Song Meaning
The lyrics paint a picture of a profound, almost spiritual shift following a "new resurrection of love," where the narrator claims to see "signs everywhere" and finally understand hidden "secrets and dreams." This initial sense of clarity and revelation, however, takes a sharp turn. The narrator describes being "suddenly plunged in the dark," suggesting that this newfound understanding or experience has exposed a darker, more primal aspect of the self, a "beast that goes bump in the night."
The core tension lies between this initial hopeful awakening and the subsequent descent into profound despair. The "endless nights" and "scars on scars" that "will never heal" speak to a deep, persistent suffering. This pain is described as "relentless" and torturous, creating a stark contrast with the earlier "resurrection of love" and the narrator's attempts to deny its reality by pretending "it ain't real."
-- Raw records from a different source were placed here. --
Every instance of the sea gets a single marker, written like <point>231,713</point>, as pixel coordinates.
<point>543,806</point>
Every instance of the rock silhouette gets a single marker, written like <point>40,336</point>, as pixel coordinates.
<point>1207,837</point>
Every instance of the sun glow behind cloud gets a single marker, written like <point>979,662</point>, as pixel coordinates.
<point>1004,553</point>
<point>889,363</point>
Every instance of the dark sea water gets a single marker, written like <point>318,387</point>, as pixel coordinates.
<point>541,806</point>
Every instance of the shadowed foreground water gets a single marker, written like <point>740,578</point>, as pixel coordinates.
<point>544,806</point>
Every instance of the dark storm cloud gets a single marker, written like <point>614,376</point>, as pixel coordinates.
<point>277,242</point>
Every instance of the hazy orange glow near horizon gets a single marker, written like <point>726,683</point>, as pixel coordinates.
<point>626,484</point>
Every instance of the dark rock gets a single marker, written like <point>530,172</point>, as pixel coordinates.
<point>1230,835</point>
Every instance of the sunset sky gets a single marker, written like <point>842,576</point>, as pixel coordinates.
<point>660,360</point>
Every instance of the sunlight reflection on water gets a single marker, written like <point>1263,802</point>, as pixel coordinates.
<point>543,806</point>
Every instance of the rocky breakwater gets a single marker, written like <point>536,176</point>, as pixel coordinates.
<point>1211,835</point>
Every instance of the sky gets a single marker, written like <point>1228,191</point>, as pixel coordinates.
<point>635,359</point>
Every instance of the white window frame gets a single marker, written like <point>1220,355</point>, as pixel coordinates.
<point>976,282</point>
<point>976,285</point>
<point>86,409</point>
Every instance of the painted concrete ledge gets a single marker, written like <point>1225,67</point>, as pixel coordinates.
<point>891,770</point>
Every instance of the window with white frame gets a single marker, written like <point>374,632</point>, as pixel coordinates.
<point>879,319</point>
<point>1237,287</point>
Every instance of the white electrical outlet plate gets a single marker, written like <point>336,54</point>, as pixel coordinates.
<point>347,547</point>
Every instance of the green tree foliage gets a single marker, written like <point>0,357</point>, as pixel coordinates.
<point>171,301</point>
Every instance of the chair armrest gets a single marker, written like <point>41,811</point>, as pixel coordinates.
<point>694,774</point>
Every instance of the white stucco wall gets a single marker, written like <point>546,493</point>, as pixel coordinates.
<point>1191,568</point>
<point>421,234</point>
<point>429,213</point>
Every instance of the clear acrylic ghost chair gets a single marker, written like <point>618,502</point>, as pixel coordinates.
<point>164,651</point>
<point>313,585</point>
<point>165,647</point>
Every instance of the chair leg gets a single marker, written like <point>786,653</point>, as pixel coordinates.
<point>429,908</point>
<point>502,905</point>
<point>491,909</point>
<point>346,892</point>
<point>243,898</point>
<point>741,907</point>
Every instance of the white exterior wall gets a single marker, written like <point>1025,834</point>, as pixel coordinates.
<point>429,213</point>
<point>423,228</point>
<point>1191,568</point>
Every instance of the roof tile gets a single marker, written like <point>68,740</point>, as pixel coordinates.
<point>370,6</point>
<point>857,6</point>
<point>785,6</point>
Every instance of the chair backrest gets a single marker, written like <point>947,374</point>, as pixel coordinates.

The most striking aspect of the writing is the devastating punchline: "it only hurts… only when I feel." This final realization is a masterclass in dark irony. It suggests that the narrator's suffering is so profound that the only time it manifests is when they are truly experiencing emotion, implying that a state of numbness or emotional detachment is the only respite from the pain. The "resurrection of love" may have brought clarity, but it also seems to have reopened old wounds, making genuine feeling the source of agony.
This lyrical construction is effective because it grounds an abstract emotional crisis in concrete, albeit bleak, imagery. The shift from spiritual "signs" to the visceral "beast" and the final, self-inflicted paradox of pain tied to feeling creates a powerful, unsettling portrait of emotional vulnerability. The narrator isn't just sad; they've discovered that their capacity to feel, once perhaps a source of joy, is now the very mechanism of their torment.